<平成10年6月6日>



 廃止から7年の歳月が経とうとしている片上鉄道ですが、今秋にはいよいよ柵原鉱山の資料館、「柵原ふれあい鉱山公園」がオープンします。懐かしい車両たちも展示される予定ですので、完成が非常に楽しみです。


 当時を忍ぶ、片鉄の看板



 中山−和気間では、2カ所の鉄橋がそのままサイクリングロードに利用されていますが、そのうち和気寄りの鉄橋には、当時を忍ばせる踏切の注意書き看板が残っていました。

 「踏切一旦停止」 「必ず線路国道の安全確認」 「あなたの車が国道の手前で停止すると 車の後部は踏切内で非常に危険です。」 「同和鉱業(株) 片上鉄道事業所」



 サイクリングロード



 和気駅から片上側に約500mの区間では、サイクリングロードが新たに開通しました。軌道が描いていた大きな曲線をそのままの形で残しており、廃線跡を利用した道路であることが良く分かります。

 これで、中山の手前まで約2kmが繋がり、中山から自転車で和気まで来る人などに利用されるようになりました。
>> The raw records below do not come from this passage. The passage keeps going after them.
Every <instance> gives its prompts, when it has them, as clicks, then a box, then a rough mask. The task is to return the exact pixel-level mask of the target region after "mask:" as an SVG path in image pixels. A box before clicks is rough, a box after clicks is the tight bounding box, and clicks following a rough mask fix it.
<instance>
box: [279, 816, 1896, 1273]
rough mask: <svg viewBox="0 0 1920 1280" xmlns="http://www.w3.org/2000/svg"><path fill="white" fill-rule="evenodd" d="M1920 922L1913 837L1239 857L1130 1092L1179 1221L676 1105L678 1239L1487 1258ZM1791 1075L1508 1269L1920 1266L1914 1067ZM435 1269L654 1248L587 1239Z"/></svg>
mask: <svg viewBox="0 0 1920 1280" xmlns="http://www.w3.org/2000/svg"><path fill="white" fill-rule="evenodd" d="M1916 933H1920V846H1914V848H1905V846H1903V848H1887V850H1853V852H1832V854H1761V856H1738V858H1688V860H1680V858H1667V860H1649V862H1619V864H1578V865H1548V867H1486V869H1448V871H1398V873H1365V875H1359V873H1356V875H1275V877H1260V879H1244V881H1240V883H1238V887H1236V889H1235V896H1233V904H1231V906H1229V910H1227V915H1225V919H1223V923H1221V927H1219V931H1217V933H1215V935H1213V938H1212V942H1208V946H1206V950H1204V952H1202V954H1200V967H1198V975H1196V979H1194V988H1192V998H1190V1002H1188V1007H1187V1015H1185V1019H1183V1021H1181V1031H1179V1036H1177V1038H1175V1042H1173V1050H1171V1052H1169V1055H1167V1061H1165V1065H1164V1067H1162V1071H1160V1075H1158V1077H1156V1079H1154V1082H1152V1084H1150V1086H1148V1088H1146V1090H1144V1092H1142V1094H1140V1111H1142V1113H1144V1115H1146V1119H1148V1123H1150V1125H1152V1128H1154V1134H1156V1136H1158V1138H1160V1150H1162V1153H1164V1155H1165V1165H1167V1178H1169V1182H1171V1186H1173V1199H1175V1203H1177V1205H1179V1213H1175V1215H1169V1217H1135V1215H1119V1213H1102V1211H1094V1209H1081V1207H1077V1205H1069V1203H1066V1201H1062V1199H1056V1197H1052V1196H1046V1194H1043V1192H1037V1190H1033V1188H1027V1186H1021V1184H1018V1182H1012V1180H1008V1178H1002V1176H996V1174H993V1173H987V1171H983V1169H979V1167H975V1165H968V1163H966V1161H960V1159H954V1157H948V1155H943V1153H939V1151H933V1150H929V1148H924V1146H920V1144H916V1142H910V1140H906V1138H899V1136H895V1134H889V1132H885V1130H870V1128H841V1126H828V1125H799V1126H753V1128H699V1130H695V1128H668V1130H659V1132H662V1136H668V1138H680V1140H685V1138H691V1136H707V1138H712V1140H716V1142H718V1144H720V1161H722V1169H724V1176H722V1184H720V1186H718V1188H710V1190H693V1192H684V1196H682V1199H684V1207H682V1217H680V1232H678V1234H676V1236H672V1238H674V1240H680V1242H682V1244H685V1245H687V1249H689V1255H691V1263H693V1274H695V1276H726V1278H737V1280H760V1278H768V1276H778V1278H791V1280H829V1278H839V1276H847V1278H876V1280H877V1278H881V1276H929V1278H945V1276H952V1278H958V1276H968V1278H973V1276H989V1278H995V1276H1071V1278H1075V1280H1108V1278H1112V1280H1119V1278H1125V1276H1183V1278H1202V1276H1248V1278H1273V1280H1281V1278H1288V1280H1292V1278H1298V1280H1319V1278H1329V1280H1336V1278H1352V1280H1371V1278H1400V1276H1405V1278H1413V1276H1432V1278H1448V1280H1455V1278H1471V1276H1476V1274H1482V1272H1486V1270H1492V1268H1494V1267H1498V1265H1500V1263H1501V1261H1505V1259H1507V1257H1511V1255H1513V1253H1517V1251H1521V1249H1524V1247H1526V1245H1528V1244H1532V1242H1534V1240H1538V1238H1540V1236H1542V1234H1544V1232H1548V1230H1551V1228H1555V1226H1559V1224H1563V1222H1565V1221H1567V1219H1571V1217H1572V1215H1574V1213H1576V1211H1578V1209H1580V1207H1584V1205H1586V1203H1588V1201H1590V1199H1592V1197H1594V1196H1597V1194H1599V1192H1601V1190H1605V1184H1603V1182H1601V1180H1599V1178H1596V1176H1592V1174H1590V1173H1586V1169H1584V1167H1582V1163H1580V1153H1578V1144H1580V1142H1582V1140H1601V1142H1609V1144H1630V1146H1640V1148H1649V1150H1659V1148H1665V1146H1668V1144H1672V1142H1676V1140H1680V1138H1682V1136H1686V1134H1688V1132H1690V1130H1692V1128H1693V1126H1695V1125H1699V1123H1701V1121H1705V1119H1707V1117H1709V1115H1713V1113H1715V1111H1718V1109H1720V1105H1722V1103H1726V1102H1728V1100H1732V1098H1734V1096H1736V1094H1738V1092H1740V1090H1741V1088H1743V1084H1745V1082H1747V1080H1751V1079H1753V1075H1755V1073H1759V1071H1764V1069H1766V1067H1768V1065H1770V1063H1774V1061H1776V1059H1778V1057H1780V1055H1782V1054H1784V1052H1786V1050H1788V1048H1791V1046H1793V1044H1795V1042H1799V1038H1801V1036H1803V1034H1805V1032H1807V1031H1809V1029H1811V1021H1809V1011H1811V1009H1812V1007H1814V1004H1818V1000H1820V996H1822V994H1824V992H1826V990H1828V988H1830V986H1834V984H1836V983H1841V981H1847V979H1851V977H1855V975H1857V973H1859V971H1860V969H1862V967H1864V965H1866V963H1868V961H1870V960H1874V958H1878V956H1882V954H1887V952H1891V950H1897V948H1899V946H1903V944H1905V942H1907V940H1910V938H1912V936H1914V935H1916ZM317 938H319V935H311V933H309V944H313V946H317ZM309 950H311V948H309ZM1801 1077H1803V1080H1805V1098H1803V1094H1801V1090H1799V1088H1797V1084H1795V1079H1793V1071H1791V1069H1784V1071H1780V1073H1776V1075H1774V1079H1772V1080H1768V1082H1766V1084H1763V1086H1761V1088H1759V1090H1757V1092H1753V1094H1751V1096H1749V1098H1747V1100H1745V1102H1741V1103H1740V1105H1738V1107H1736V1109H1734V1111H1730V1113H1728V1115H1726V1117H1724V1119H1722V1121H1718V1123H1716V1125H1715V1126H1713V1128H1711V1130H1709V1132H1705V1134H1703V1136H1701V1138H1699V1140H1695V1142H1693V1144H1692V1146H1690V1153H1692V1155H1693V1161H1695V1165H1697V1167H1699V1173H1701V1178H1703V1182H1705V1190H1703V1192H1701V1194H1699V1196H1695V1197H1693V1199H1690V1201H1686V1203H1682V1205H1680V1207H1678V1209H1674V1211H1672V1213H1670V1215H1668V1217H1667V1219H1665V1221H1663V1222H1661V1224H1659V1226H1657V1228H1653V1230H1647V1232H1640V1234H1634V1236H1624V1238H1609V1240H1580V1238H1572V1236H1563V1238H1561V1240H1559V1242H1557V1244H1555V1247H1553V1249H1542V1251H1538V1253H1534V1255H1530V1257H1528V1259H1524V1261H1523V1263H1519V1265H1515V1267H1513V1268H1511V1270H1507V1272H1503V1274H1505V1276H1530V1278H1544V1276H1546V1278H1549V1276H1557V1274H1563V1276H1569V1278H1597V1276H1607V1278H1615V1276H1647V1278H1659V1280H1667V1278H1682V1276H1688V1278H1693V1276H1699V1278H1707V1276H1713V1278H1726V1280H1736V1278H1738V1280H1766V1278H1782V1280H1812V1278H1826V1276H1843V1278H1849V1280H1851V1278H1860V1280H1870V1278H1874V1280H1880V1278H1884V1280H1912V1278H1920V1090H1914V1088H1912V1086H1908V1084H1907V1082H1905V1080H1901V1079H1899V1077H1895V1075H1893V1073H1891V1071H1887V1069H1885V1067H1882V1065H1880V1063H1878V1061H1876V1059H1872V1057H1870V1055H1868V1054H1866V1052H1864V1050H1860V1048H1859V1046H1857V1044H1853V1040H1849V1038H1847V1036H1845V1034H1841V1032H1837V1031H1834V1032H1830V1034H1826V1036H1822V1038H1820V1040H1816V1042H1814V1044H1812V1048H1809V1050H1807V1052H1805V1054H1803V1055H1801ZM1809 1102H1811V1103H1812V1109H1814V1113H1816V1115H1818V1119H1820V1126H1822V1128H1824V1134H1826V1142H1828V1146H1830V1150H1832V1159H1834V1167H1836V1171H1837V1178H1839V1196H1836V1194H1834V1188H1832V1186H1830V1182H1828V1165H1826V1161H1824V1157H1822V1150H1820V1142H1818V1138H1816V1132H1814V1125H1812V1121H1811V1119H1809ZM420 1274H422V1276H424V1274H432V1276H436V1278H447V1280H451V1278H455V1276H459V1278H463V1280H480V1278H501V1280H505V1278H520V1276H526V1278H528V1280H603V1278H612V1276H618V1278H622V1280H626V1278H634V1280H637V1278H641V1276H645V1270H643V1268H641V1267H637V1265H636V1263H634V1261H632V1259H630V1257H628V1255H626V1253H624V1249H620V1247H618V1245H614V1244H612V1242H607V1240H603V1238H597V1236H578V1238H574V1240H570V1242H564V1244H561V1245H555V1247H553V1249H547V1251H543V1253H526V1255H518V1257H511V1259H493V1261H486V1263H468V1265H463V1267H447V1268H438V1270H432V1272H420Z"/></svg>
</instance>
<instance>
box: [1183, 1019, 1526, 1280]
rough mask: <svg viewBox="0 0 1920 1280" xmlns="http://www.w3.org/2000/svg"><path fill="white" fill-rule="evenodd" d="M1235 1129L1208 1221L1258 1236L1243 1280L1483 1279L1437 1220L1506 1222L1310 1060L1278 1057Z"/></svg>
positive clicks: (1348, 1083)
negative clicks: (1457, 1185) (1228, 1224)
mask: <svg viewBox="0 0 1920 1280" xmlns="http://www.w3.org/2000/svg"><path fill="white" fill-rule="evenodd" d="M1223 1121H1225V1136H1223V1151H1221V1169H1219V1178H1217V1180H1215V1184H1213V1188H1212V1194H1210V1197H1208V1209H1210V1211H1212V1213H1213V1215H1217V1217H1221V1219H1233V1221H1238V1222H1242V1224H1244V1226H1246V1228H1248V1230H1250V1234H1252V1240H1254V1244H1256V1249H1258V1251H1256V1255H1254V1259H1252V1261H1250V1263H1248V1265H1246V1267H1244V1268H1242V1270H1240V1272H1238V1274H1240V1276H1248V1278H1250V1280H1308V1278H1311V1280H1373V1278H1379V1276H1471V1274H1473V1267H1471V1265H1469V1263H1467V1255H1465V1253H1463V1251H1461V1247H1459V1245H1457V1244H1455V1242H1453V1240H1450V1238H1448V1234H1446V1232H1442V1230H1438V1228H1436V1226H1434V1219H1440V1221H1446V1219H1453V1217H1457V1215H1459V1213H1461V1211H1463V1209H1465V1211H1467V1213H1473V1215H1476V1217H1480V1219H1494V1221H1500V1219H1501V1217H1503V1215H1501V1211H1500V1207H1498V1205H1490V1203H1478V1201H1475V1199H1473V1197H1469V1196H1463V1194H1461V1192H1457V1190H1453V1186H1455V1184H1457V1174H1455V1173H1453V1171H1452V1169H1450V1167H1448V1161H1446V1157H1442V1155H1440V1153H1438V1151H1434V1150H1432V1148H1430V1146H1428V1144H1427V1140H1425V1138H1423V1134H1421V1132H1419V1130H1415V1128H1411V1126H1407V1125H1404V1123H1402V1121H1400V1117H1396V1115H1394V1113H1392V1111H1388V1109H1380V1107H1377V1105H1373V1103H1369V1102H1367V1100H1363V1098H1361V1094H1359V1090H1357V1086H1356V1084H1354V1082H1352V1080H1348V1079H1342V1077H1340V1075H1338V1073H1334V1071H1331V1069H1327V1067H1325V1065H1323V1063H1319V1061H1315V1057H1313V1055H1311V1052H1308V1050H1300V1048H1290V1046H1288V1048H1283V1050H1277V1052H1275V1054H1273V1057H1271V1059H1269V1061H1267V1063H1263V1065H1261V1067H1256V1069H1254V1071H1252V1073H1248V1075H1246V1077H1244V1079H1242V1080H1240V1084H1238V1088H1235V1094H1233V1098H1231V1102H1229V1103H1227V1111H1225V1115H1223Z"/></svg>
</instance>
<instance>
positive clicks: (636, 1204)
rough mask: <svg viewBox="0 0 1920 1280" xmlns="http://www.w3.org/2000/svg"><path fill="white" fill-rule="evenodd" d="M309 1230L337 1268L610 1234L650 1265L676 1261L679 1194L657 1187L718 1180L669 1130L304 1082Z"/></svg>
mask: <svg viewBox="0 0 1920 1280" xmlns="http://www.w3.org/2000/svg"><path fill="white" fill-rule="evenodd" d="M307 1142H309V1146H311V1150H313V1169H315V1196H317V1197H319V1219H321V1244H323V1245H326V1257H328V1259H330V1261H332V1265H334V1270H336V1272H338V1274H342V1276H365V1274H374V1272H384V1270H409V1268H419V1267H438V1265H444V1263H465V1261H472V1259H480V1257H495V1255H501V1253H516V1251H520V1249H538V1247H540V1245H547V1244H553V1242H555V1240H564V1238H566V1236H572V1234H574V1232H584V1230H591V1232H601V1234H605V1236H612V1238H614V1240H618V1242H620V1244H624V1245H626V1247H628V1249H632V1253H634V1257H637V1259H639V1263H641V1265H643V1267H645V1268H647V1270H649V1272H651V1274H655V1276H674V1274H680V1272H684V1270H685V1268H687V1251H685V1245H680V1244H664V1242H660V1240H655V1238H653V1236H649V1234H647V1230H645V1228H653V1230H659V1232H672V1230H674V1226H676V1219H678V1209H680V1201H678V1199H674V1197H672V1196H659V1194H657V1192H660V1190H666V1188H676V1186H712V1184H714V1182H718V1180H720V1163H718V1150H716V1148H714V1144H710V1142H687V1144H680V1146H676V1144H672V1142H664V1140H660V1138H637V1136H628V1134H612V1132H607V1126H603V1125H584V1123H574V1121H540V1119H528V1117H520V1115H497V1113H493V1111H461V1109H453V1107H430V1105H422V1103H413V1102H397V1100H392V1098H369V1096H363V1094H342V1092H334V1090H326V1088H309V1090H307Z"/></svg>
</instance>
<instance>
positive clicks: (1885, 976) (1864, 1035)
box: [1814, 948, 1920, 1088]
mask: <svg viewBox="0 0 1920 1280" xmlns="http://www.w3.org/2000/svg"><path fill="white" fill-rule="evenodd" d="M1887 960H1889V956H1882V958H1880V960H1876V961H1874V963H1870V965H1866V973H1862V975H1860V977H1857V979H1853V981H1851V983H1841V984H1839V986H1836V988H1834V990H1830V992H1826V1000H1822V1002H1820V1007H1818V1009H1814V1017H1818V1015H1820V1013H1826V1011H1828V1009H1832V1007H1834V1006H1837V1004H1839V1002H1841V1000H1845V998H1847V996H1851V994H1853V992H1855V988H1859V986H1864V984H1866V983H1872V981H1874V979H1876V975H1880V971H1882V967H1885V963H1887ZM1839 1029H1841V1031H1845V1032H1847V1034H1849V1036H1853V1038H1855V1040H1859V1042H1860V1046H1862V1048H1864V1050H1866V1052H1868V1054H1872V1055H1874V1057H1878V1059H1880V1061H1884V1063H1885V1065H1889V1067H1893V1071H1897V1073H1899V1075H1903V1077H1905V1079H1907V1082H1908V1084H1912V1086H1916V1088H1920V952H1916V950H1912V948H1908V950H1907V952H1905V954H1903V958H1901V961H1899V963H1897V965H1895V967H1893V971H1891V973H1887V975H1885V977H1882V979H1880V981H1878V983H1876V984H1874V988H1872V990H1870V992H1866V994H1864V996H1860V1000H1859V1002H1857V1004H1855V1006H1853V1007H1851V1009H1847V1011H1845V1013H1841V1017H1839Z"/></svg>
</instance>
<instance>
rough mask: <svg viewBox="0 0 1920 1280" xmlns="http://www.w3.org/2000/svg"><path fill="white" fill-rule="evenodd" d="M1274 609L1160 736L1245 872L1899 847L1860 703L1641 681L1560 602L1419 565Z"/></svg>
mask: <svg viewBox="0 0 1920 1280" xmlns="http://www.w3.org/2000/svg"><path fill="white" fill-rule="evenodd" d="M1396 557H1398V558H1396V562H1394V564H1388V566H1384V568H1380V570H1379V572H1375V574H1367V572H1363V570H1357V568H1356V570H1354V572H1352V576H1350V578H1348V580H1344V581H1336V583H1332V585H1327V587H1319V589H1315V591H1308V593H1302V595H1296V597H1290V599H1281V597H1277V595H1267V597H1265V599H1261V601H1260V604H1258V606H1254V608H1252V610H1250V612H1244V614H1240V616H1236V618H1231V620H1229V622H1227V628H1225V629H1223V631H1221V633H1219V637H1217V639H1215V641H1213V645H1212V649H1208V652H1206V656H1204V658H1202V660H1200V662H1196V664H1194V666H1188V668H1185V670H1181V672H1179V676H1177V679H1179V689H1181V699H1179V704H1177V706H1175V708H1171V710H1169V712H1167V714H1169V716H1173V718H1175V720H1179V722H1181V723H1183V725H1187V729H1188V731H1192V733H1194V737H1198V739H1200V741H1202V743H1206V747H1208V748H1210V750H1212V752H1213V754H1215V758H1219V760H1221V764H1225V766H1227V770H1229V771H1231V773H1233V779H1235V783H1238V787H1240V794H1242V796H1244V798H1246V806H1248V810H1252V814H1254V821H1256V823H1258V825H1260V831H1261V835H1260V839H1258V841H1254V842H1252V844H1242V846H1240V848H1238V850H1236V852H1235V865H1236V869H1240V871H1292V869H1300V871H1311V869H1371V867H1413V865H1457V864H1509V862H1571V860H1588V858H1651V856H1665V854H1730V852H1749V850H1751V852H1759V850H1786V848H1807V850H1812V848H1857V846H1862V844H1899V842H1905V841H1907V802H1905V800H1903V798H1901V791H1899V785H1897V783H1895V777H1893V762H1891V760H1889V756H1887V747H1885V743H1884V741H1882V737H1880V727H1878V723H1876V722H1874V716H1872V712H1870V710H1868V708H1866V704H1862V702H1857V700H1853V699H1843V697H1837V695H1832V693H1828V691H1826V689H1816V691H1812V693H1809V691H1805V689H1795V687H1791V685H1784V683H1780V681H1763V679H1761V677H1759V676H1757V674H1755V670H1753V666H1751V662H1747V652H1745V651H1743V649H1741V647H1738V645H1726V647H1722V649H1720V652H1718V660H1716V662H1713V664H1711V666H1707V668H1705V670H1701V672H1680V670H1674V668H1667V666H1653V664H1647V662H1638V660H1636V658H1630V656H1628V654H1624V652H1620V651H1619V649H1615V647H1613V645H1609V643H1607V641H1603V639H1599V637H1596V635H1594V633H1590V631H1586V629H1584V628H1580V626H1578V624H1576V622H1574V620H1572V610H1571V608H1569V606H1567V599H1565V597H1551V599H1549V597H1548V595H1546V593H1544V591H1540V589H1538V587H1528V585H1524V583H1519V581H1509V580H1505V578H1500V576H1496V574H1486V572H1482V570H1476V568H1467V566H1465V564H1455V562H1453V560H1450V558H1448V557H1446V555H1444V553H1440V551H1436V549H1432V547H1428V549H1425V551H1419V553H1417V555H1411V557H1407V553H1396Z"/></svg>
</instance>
和気周辺は狭い道路が多いため、廃線跡は有効に活用されています。





 本和気駅の南、約500mの地点から、益原駅の北、約1Km地点までの、約4.5Kmにわたって敷設工事が進行中です。益原駅付近までは既にアスファルトも敷かれており、開通は間近です。

 左の写真は本和気駅の少し南側、右は本和気−益原間です。築堤もそのまま利用されており、自転車で走ると気持ちよさそうです。





 左は本和気−益原間にあるコンクリート橋です。真新しいアスファルトと古ぼけたコンクリートの対比が面白いです。

 右は益原駅より北へ延びようとしているサイクリングロードです。かつて、このアングルで列車を撮影したこともありました。





 左側の写真は、周匝駅のあった場所です。ご覧のように、影も形も無くなってしまいました。

 右側の写真は、美作飯岡−吉ヶ原間です。山肌に沿って、線路と狭い道路が併走していましたが、軌道跡は県道の拡張に利用されてしまいました。



 柵原ふれあい鉱山公園



 吉ヶ原駅の裏手には、11月15日のオープンを目指して、「柵原ふれあい鉱山公園」の 建設が進められています。敷地内には、柵原鉱山の資料館、公園、吉ヶ原駅舎といった施設が整い、鉱山と鉄道の歴史に触れられるスペースとなりそうです。 もちろん、吉ヶ原駅に集められている車両の展示も計画されています。


 資料館の建設現場には、展示物と思われる木舟が搬入されていました。かつて鉱石を積んで吉井川を下ったという、高瀬舟でしょうか。



 吉ヶ原に集結した車両たち

 吉ヶ原と柵原の中間地点には、機関車や客車、気動車など6両の車両が保存されていましたが、展示の準備や橋梁の撤去にともない、吉ヶ原駅構内へ移送されました。
 なんと、DD13が自力走行して、客車や気動車を回送してきたというのですから、驚きです!

 吉ヶ原の保存車両は、片上より搬送されてきた キハ312、トラ814、トム519、トラ840、ワフ102 を含め、総勢11両にも及びます。

 吉ヶ原〜柵原間の保管場所から下りてきたのは、 DD13551+ホハフ2003+2004+3002、キハ702+303 の6両です。 貨車以外の車両には新しいシートがかけられ、鉱山公園オープンの日を待ち望んでいます。




 その後、吉ヶ原駅構内では車両の入れ替えも行われています。客車には無蓋貨車2両が連結され、かつての混合列車を思わせる編成になりました。 キハ312も、7年ぶりにキハ702、303 と手を繋ぎ、気動車の3両編成が実現しています。



 分断された、吉ヶ原と柵原



 吉ヶ原と柵原は、唯一レールで繋がっていた区間でしたが、県道の拡幅工事にともない、橋桁が撤去されてしまいました。この区間は、廃止当時から殆ど手が加えられていなかっただけに、残念です。 なお、柵原駅の駅舎は、当時の姿のまま残されています。